Detachment teaches us to let go. Let go of unwavering answers. Let go of present achievements. Let go of life’s little hoards of trinkets. Let go of the now which is frozen in emotion for the sake of a future freed from old chains. It is the ability to see that there are many things of value in our lives, some of them more suited to one time than to another.
Discernment is based on the awareness that we cannot always have what we want, true, but also that there is enduring, sometimes hidden, always surprising spiritual value in what we do have. Discernment asks us to love many things for many different reasons and to choose what is the best of them for this instance.
The important mark of discernment is that it involves choice. It involves independence of judgment, the ability to maintain breadth of vision even in the midst of crisis, the awareness that we are not enslaved to our past. We can dream again. We can go on without leaning, without withering. We can summon up from within ourselves parts of ourselves that have yet to see the light of life. It means that despite the depth of our struggles, we must come out of our insulating isolation and live again or we shall have died, no matter how long we live.
Isolation erodes spiritual independence. In fact, it is dependence of the highest, most destructive order. Isolation blocks us from moving in the present because we are dependent on the past, trapped in the past. Or, it means that having fallen into isolation, we do not move newly into the present because we have chosen instead to be dependent on the world around us. We have chosen to be carried rather than to stand. We have chosen to give up on ourselves, to let other people carry us rather than to take care of’ ourselves. We deny or overlook or ignore the gift of independence, the place of detachment, in human development.
Isolation leaves us feeling cut off from the human race, aloof, withdrawn, at the mercy of the universe. Independence, on the other hand, emerges out of an awareness that there are other things to live for and we have within ourselves the ability to reach out and grasp them, if only we will.

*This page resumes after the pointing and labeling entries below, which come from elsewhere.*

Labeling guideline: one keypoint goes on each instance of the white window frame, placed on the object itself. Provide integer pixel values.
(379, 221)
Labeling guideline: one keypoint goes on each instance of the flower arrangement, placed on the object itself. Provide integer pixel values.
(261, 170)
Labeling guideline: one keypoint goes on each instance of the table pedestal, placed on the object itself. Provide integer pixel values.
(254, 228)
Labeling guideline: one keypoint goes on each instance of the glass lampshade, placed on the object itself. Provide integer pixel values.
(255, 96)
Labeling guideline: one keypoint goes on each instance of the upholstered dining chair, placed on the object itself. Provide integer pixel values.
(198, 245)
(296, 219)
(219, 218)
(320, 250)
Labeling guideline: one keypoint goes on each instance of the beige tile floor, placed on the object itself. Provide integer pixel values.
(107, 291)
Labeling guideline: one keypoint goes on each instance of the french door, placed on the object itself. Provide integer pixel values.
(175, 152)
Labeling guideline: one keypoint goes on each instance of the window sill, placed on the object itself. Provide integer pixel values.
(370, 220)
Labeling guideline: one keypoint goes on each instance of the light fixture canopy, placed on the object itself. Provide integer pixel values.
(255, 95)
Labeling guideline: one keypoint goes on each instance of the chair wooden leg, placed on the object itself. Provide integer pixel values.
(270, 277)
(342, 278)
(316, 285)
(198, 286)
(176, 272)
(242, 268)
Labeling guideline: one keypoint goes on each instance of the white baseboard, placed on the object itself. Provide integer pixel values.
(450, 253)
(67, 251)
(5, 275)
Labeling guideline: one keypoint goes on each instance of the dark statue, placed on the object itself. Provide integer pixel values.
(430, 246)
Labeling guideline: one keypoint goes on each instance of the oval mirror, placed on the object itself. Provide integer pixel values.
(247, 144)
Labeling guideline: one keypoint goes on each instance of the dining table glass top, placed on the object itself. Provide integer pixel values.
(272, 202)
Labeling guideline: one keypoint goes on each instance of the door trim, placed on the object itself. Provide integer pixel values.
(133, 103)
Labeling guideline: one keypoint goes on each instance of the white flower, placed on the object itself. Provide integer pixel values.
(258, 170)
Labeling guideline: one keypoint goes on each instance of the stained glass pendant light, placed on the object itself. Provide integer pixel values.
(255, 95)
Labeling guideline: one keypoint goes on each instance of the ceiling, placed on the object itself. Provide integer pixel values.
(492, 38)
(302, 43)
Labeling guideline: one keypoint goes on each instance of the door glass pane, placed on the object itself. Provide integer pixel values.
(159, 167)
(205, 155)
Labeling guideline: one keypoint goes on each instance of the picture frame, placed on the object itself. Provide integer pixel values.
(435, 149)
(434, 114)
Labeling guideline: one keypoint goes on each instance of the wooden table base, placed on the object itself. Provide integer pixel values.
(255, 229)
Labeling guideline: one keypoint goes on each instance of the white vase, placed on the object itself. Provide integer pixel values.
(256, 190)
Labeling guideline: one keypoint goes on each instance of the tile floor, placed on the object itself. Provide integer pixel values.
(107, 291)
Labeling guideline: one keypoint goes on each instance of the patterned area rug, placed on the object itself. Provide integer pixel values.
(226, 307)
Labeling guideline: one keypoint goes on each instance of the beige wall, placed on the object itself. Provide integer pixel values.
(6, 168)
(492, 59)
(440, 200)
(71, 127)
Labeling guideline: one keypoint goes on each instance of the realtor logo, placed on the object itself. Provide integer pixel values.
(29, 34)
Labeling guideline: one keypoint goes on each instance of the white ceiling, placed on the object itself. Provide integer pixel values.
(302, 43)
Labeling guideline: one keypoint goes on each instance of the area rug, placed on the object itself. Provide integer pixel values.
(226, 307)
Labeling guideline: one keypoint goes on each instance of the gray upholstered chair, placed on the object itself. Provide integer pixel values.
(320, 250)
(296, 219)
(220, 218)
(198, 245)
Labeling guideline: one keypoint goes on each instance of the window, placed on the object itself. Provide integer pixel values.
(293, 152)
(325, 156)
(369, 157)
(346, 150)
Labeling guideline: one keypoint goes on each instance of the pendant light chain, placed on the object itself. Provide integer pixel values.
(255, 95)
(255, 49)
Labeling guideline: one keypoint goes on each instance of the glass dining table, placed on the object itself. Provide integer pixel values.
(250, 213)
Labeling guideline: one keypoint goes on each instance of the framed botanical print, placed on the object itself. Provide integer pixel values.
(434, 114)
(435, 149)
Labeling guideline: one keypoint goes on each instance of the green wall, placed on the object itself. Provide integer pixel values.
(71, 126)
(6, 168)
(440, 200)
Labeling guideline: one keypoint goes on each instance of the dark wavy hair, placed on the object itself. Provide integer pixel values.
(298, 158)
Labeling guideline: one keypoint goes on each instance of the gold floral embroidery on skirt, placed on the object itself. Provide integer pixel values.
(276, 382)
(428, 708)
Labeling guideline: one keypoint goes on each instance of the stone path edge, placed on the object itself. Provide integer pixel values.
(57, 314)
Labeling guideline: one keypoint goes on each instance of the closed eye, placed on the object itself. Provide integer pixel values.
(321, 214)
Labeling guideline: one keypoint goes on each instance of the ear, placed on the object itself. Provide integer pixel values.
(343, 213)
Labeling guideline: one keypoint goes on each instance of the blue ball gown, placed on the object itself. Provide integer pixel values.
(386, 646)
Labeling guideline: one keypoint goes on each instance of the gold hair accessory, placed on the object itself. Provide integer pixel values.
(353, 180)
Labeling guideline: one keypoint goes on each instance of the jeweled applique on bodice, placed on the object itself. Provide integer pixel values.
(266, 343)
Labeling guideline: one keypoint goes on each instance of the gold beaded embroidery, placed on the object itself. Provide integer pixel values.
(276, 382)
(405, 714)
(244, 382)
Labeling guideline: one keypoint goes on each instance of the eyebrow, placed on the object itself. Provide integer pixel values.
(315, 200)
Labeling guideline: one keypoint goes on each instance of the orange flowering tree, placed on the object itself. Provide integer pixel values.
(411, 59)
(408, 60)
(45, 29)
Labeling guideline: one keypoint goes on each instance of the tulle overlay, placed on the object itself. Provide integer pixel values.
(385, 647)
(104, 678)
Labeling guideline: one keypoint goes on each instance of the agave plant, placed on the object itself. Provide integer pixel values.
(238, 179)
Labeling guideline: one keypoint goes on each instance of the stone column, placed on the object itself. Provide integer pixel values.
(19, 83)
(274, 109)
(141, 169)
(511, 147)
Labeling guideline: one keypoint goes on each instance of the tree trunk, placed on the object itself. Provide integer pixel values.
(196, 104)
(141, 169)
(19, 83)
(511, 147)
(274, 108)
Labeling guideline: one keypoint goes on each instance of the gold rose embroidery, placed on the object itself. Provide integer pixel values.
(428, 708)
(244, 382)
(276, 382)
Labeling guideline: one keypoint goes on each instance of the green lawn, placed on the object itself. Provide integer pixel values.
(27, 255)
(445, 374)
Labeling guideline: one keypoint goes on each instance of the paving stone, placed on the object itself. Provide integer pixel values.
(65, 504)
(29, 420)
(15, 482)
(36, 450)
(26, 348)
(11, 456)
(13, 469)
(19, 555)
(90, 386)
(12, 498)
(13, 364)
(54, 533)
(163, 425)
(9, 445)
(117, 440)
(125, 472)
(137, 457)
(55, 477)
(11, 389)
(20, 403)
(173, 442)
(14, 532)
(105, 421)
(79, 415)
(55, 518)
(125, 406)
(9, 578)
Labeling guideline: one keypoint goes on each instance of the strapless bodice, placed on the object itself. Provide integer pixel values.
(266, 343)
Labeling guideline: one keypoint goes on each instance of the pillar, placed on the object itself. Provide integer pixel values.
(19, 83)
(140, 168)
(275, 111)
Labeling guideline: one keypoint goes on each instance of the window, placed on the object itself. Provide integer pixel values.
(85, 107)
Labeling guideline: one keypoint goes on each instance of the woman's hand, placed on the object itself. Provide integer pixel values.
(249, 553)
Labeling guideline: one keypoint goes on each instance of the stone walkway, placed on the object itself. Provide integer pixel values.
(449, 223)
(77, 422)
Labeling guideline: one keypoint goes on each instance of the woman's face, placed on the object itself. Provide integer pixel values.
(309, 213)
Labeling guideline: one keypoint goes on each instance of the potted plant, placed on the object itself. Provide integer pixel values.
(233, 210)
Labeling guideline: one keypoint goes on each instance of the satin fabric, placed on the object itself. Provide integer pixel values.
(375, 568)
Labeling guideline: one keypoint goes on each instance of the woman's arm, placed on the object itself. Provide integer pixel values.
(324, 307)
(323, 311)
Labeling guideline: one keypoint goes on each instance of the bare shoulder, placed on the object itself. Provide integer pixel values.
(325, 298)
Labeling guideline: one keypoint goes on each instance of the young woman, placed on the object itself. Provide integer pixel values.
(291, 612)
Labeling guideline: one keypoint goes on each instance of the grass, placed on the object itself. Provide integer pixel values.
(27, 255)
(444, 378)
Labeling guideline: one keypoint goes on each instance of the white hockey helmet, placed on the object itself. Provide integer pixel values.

Over the centuries, detachment lost its spiritual glow. Distorted by the excesses of extreme asceticism but at the same time, paradoxically, always regarded in its classical sense not as a way to deny the world but as the spiritual key to living in it more freely, detachment became the counterfeit coin of the happy life. It dampened feelings rather than sharpening them, its critics said -- and not without reason. Jansenism, with its emphasis on ascetic discipline, became popular among French Catholics in the 18th century. In the name of holiness, it suppressed emotions rather than listening to them. It rendered the world dour and made living an act of denial. In doing so it destroyed what is needed most in a time of struggle: the will to live because the world is bountiful. Detachment based on negation rather than an awareness of endless abundance is not a solution. At its healthiest, the human spirit is irrepressible and the human heart seeks hope, not desolation, however disguised dearth may be in the trappings of holiness.
But the truth remains: Nothing lasts. No single thing can consume our entire life’s meaning. No single thing can give us total satisfaction. Nothing is worth everything: neither past, nor present nor future. It isn’t true that the loss of any single thing will destroy us. Everything in life has some value and life is full of valuable things, things worth living for, things worth doing, things worth becoming, things worth loving again. It is only a matter of being detached enough from one thing to be open to everything else.
The essence of life is not to find the one thing that satisfies us but to realize that nothing can ever completely satisfy us.